After a tornado, a 0.55g straw was found embedded 2.3cm into the trunk of a tree. if the average force excerted on the straw by the tree was 65N, what was the speed of the straw when it hit the tree?
(Kinetic energy of straw) = Work = (Force)x(penetration distance)
(1/2) M V^2 = F*X
V = sqrt(2F*X/M)
2.32
74 m/s
To find the speed of the straw when it hit the tree, we can use the principle of conservation of energy. The energy of the moving straw transforms into potential energy when it comes to rest inside the tree trunk.

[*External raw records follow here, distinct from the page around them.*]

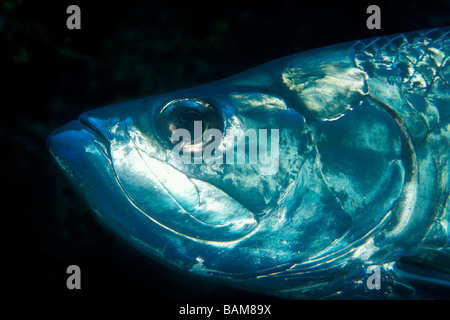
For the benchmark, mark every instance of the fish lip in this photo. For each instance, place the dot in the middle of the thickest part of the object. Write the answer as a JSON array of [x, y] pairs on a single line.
[[94, 130]]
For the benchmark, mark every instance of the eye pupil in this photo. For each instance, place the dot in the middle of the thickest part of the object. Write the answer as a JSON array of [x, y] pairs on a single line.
[[186, 113], [188, 121]]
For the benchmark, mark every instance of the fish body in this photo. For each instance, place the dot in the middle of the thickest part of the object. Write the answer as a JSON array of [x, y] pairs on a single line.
[[357, 178]]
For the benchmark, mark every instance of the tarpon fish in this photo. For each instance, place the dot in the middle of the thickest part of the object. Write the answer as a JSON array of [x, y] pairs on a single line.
[[358, 206]]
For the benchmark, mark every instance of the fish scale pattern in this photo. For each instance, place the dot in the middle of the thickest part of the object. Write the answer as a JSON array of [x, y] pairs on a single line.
[[417, 66], [411, 73]]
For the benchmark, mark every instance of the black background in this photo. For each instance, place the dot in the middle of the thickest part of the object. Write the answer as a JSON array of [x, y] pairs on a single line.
[[125, 50]]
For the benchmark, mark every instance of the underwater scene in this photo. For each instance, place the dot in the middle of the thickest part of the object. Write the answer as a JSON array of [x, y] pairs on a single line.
[[166, 150]]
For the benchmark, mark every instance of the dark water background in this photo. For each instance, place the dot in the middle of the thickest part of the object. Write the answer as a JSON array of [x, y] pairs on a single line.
[[125, 50]]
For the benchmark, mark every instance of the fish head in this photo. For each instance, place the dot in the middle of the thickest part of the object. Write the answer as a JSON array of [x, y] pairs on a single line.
[[233, 179]]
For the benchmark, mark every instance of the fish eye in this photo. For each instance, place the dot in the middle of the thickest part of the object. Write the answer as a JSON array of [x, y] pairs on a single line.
[[189, 121], [192, 114]]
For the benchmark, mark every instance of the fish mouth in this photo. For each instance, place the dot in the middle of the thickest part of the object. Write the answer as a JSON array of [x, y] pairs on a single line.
[[106, 166]]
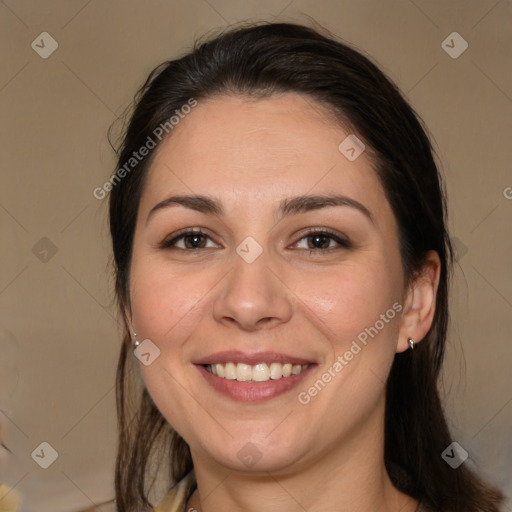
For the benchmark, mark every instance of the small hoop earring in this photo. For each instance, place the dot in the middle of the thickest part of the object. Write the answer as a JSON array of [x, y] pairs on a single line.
[[136, 342]]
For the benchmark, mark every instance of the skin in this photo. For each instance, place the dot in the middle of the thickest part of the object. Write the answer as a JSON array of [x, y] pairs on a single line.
[[250, 154]]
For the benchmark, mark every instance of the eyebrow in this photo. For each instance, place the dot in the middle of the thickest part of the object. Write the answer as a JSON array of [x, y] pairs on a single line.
[[287, 207]]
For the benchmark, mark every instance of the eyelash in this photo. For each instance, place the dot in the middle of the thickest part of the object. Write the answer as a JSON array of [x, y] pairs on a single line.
[[343, 244]]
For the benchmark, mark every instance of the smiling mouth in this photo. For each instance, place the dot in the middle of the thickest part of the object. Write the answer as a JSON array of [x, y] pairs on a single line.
[[261, 372]]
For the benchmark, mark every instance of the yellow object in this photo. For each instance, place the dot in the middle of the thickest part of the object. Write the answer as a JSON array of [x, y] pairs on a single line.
[[9, 499]]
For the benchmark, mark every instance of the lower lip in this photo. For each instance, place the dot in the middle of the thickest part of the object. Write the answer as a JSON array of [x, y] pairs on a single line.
[[253, 391]]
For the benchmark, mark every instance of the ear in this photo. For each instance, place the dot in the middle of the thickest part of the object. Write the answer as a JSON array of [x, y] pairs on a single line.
[[420, 303]]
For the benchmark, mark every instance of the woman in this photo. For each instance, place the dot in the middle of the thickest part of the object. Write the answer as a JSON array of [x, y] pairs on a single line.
[[282, 266]]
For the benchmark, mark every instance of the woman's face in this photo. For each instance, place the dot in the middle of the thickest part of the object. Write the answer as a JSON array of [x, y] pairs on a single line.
[[263, 284]]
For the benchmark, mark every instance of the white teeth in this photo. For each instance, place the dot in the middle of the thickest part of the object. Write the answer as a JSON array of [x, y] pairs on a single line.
[[258, 373]]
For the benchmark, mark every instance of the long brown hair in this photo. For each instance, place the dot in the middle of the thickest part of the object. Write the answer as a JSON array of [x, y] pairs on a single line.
[[259, 60]]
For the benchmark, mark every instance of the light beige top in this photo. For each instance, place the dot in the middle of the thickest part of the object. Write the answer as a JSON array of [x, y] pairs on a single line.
[[174, 500]]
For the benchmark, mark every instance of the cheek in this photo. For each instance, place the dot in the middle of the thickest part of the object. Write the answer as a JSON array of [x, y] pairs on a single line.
[[162, 298], [349, 300]]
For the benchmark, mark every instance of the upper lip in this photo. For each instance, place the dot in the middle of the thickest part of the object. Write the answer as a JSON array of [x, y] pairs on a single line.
[[235, 356]]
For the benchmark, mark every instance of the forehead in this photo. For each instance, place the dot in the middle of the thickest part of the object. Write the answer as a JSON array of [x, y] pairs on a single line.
[[260, 150]]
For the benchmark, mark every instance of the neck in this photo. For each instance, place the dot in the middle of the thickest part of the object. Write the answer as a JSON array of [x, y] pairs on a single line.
[[347, 477]]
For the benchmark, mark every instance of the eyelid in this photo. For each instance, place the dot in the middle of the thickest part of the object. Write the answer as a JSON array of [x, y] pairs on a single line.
[[341, 239]]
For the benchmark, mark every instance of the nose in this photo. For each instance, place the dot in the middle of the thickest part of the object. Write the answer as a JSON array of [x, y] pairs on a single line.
[[253, 295]]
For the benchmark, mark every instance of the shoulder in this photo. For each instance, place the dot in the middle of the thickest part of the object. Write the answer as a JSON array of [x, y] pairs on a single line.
[[174, 500]]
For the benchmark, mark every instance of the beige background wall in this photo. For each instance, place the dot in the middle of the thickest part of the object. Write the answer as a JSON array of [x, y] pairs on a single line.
[[58, 334]]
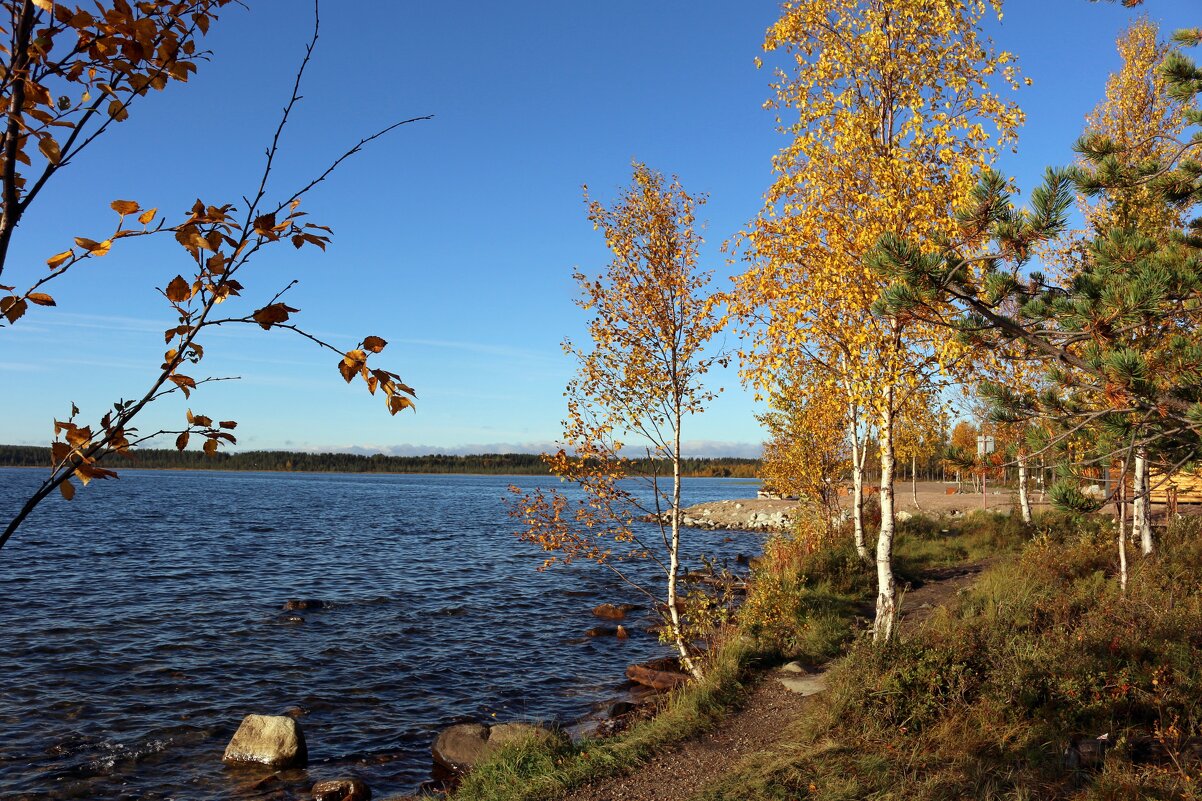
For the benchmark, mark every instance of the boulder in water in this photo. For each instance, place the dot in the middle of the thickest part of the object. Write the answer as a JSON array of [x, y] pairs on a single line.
[[613, 611], [463, 746], [303, 604], [341, 789], [275, 741], [460, 746]]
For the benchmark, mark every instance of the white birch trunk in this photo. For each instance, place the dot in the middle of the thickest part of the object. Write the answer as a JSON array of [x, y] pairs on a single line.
[[686, 660], [914, 481], [1024, 496], [886, 587], [1141, 506], [857, 486]]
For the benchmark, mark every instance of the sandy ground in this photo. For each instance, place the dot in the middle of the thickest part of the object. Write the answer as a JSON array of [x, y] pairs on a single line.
[[932, 498]]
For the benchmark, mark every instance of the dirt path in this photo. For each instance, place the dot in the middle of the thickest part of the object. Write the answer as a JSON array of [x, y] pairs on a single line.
[[680, 773]]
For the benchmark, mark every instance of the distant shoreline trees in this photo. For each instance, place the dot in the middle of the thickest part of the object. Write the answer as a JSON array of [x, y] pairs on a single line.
[[29, 456]]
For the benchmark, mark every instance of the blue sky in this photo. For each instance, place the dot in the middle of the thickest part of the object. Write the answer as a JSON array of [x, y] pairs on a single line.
[[454, 238]]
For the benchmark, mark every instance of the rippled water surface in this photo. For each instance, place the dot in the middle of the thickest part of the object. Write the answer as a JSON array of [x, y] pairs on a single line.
[[141, 622]]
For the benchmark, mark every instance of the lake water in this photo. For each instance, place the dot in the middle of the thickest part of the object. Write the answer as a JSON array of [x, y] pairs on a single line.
[[141, 622]]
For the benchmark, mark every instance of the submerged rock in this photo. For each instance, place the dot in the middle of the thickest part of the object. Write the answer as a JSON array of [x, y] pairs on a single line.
[[654, 676], [302, 604], [275, 741], [341, 789], [460, 746], [463, 746], [613, 611]]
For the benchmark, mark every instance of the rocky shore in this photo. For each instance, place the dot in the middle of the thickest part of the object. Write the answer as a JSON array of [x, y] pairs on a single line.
[[751, 515]]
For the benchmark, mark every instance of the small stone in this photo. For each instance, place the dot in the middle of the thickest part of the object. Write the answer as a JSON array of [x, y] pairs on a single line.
[[613, 611], [460, 746], [803, 684], [302, 604], [341, 789], [275, 741]]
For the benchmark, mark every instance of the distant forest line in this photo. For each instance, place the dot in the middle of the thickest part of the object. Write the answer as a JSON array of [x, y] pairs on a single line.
[[301, 462]]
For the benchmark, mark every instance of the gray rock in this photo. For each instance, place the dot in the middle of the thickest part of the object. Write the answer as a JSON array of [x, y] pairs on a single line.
[[796, 680], [341, 789], [275, 741], [302, 604], [463, 746]]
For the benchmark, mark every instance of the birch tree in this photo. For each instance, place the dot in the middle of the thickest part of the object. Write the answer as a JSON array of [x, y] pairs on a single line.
[[891, 110], [635, 385]]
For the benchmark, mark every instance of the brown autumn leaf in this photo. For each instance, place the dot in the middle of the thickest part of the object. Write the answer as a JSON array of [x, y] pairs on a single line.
[[93, 247], [265, 224], [49, 149], [87, 472], [59, 257], [178, 290], [272, 314], [12, 308], [78, 437]]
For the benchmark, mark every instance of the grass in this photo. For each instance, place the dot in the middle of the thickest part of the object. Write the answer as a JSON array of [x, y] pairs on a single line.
[[983, 700], [802, 605], [531, 770]]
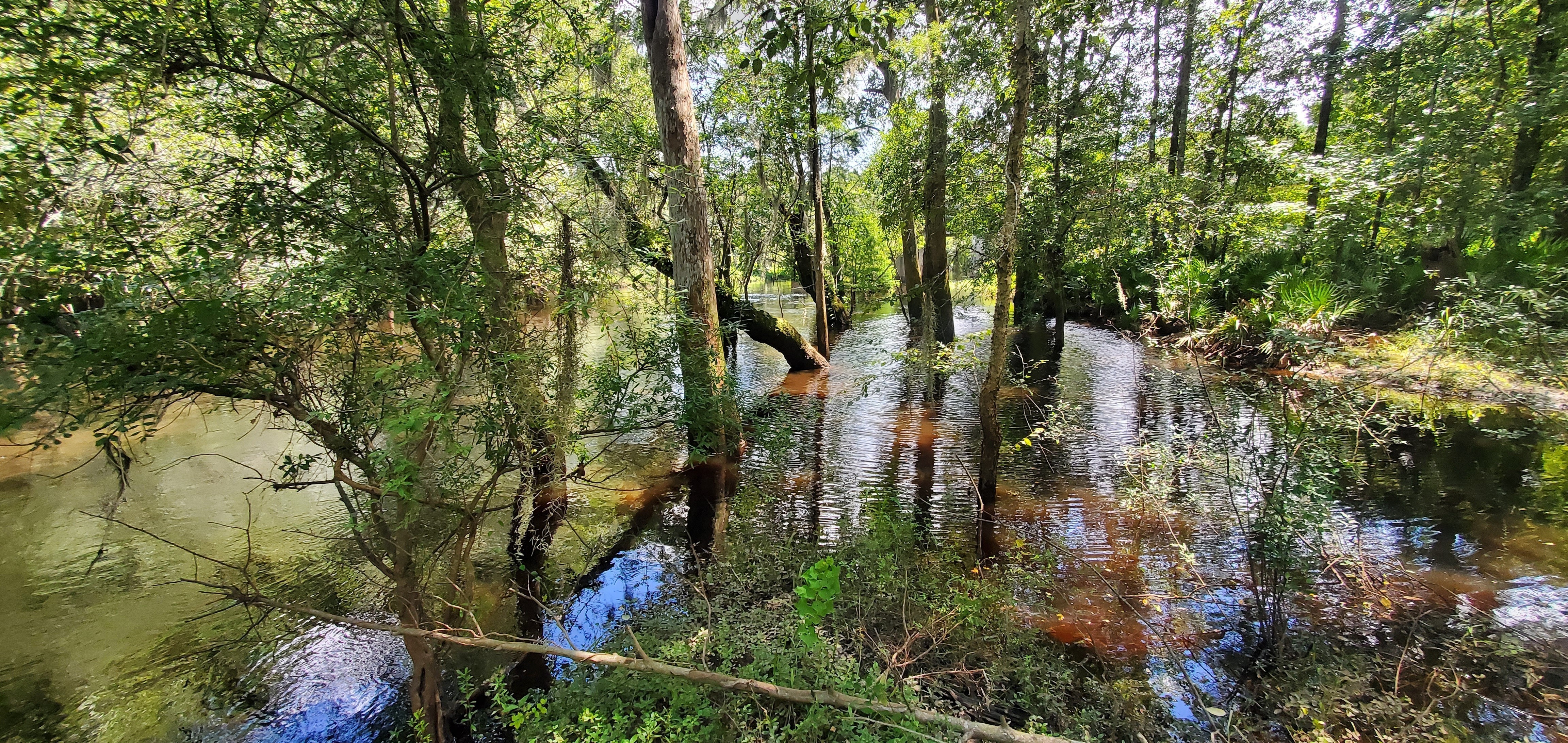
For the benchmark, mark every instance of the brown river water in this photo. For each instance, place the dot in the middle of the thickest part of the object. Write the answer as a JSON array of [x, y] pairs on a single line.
[[1464, 516]]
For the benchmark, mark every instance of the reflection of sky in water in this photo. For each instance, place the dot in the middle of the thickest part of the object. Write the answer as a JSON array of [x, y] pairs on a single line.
[[595, 617], [333, 684]]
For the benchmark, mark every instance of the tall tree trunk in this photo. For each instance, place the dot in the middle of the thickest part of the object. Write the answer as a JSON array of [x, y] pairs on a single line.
[[912, 265], [713, 421], [1561, 217], [1536, 114], [1155, 104], [910, 278], [818, 264], [1326, 107], [1178, 156], [934, 272], [756, 322], [1014, 171], [567, 375]]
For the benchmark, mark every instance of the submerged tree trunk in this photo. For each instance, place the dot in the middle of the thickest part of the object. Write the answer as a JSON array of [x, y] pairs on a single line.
[[1014, 171], [1178, 154], [912, 265], [839, 319], [1326, 107], [713, 421], [756, 322], [818, 264], [934, 272]]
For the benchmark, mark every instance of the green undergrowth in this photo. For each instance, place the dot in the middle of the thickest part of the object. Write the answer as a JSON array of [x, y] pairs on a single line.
[[910, 623], [1421, 363]]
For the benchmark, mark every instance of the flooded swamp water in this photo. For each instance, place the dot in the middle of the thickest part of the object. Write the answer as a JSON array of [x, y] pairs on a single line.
[[1456, 519]]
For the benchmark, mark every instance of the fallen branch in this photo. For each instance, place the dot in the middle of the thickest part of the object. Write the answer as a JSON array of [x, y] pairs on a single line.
[[978, 731]]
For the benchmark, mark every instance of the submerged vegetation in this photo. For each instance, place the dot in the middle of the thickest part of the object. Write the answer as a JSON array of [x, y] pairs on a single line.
[[738, 337]]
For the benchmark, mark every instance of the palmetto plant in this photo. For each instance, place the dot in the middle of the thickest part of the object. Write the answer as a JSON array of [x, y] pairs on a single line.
[[1314, 306]]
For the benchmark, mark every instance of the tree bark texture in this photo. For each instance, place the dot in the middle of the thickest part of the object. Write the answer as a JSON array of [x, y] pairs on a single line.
[[912, 265], [1180, 107], [1014, 173], [934, 270], [1536, 114], [839, 317], [756, 322], [818, 264], [714, 424], [1326, 107]]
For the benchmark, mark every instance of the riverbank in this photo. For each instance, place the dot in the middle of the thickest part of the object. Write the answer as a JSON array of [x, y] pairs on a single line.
[[1410, 363]]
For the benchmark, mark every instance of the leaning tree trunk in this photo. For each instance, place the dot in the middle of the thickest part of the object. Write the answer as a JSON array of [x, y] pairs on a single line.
[[938, 300], [1014, 170], [756, 322], [910, 278], [839, 317], [1180, 107], [713, 421]]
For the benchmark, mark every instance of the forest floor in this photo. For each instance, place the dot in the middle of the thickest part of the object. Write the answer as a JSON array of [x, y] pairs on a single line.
[[1412, 363]]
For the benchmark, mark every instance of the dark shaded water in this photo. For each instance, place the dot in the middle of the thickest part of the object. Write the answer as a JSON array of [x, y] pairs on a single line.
[[1467, 519]]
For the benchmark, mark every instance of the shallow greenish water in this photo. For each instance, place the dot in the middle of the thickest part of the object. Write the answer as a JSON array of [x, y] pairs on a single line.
[[1471, 516]]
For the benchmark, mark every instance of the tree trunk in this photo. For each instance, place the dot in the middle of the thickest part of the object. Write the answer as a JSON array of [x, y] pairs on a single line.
[[934, 272], [1178, 156], [1536, 114], [756, 322], [910, 278], [1014, 171], [1326, 107], [912, 265], [713, 421], [838, 313], [1155, 104], [1561, 218], [567, 377], [818, 264]]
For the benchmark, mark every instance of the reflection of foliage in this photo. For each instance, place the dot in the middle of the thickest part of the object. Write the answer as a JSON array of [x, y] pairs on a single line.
[[910, 625], [636, 381]]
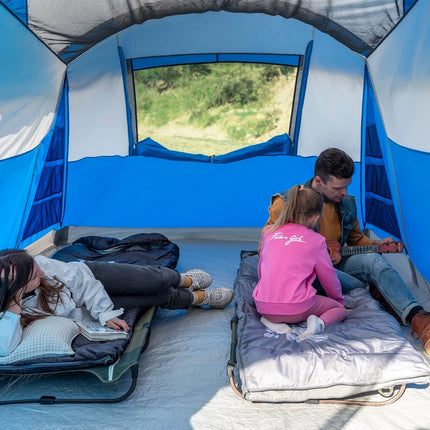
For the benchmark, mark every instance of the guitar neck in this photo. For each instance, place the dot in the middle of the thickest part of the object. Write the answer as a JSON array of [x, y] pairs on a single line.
[[352, 250]]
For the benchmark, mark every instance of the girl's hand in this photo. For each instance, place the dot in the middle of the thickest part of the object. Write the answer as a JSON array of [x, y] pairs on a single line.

First, we need to find the potential energy gained by the straw when it is embedded into the tree trunk. We can use the formula:
Potential Energy (PE) = Force × Distance
The force exerted on the straw by the tree is given as 65N, and the distance the straw is embedded into the tree trunk is 2.3cm, which is equivalent to 0.023m. Therefore,
PE = 65N × 0.023m
PE = 1.495 Joules
Next, we can equate the potential energy gained by the straw with the initial kinetic energy it possessed before hitting the tree. The kinetic energy formula is:
Kinetic Energy (KE) = 0.5 × Mass × Velocity^2
The given mass of the straw is 0.55g, which is equivalent to 0.00055kg. Let's assume the initial velocity of the straw is v.
KE = 0.5 × 0.00055kg × v^2
Since the straw comes to rest inside the tree trunk, its final velocity is 0. Therefore, the equation becomes:
1.495 J = 0.5 × 0.00055kg × 0^2
Simplifying the equation, we find that the speed of the straw when it hit the tree is approximately 27.52 m/s.
The speed of the straw when it hit the tree is approximately 27.52 m/s.